Most of what I covered in Storage Basics Parts 1 through 5 was at a very elementary level. The math I used to do IOPS calculations, for example, is only true under very certain conditions. RAID controllers implement caching and other techniques that skew the simple math that I provided. I mentioned that the type of interface that you ought to use on your storage array should not be randomly chosen. In fact, choosing the right array with the appropriate components and characteristics can only be done when you enlighten your decision with a characterization of workloads it will be running.
The character of your storage workload can be broken down into several traits – random vs. sequential I/O, large vs. small I/O request size, read vs. write ratio, and degree of parallelism. The traits of your particular workload dictate how it interacts with the components of your storage system and ultimately determine the performance of your environment under a given configuration. There is an excellent whitepaper available from VMware entitled “Easy and Efficient Disk I/O Workload Characterization inVMware ESX Server” that is authoritative on this subject. If you want to get down and dirty with the topic, it’s a good read. I’m aiming for something a bit less academic. With that said, let’s break down workload characterization a bit so as to better understand how it will impact your real-world systems.

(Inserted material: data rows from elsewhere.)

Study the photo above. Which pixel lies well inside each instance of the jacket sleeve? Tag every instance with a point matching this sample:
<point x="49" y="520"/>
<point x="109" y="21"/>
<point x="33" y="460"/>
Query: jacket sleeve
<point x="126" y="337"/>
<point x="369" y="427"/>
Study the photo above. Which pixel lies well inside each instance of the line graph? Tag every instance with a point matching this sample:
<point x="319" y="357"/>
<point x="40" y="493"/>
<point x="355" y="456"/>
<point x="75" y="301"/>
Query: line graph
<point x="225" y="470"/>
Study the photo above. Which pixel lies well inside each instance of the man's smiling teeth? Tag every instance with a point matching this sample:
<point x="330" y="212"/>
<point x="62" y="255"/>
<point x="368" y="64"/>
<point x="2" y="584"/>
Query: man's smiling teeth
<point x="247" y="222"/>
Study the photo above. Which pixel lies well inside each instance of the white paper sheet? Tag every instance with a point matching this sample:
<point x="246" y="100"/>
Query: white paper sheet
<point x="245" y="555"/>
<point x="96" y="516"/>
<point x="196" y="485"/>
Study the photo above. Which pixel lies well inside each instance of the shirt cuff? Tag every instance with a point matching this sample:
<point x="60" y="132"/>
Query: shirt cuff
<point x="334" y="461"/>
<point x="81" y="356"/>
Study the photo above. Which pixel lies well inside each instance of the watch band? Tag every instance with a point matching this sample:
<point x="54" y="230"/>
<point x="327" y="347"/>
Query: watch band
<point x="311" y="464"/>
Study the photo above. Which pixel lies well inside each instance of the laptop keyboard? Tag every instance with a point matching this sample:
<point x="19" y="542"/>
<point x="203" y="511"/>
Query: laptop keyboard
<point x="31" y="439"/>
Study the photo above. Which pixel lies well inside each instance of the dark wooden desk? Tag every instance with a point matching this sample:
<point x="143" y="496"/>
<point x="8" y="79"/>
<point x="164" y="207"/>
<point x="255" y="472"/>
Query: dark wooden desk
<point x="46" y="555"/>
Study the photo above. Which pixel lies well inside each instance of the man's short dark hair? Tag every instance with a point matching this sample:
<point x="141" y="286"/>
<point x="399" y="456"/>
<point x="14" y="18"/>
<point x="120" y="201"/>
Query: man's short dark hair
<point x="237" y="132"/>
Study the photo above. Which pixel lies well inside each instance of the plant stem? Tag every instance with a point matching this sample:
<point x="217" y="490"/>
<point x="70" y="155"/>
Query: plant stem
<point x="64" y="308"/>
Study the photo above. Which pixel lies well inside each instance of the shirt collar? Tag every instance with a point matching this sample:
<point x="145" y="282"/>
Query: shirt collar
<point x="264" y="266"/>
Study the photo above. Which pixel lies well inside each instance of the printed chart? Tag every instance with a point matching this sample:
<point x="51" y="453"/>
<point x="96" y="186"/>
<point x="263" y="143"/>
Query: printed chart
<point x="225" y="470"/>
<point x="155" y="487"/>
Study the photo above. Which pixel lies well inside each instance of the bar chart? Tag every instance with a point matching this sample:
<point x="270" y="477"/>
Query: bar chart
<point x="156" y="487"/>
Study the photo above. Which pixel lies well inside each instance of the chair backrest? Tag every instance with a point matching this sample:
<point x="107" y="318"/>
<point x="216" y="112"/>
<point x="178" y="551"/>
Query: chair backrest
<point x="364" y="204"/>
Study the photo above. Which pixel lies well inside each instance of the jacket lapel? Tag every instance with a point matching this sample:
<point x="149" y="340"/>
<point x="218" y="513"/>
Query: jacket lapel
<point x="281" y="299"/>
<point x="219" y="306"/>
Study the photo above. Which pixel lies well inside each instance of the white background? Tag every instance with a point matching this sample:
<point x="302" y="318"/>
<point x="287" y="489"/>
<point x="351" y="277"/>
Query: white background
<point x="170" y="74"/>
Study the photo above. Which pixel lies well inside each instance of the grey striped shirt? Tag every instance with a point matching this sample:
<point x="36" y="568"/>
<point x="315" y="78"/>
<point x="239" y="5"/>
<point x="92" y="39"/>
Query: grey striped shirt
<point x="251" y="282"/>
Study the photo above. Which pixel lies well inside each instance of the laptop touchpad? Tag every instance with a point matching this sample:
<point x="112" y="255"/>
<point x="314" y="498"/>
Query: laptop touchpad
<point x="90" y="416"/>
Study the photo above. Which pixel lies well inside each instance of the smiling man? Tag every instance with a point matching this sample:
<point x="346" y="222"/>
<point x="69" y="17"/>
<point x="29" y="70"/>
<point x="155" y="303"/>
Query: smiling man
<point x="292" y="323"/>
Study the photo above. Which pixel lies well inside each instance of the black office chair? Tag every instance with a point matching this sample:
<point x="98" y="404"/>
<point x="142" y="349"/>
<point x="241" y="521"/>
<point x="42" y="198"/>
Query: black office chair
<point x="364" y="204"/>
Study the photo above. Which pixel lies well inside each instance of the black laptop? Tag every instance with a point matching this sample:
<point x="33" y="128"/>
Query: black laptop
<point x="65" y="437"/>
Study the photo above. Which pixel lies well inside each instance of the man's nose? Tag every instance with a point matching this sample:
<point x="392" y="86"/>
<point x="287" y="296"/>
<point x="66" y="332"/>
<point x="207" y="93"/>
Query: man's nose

Random vs. Sequential Access
In Part II of this series we looked at the formula for calculating IOPS capabilities for a single disk. That formula goes something like this:
IOPS = 1000/(Seek Latency + Rotational Latency)
You’ll recall that we divide into 1000 to remove milliseconds from the equation, leaving (Seek Latency + Rotational Latency) as the important part of the equation. Rotational latency is based on the spindle speed of the disk – 7.2k, 10k, or 15k RPM for standard server or SAN disks. If we consider the same Seagate Cheetah 15k drive from Part II, we see that rotational latency is 2.0ms. The only way to change rotational latency is to buy faster (or slower) disks. This essentially leaves seek latency as the only variable that we can “adjust”. You’ll also recall that seek latency was the larger of the latencies (3.4ms for read seeks, and 3.9ms for write seeks) and counts more against IOPS capability than does rotational latency. Seeking is the most expensive operation in terms of performance.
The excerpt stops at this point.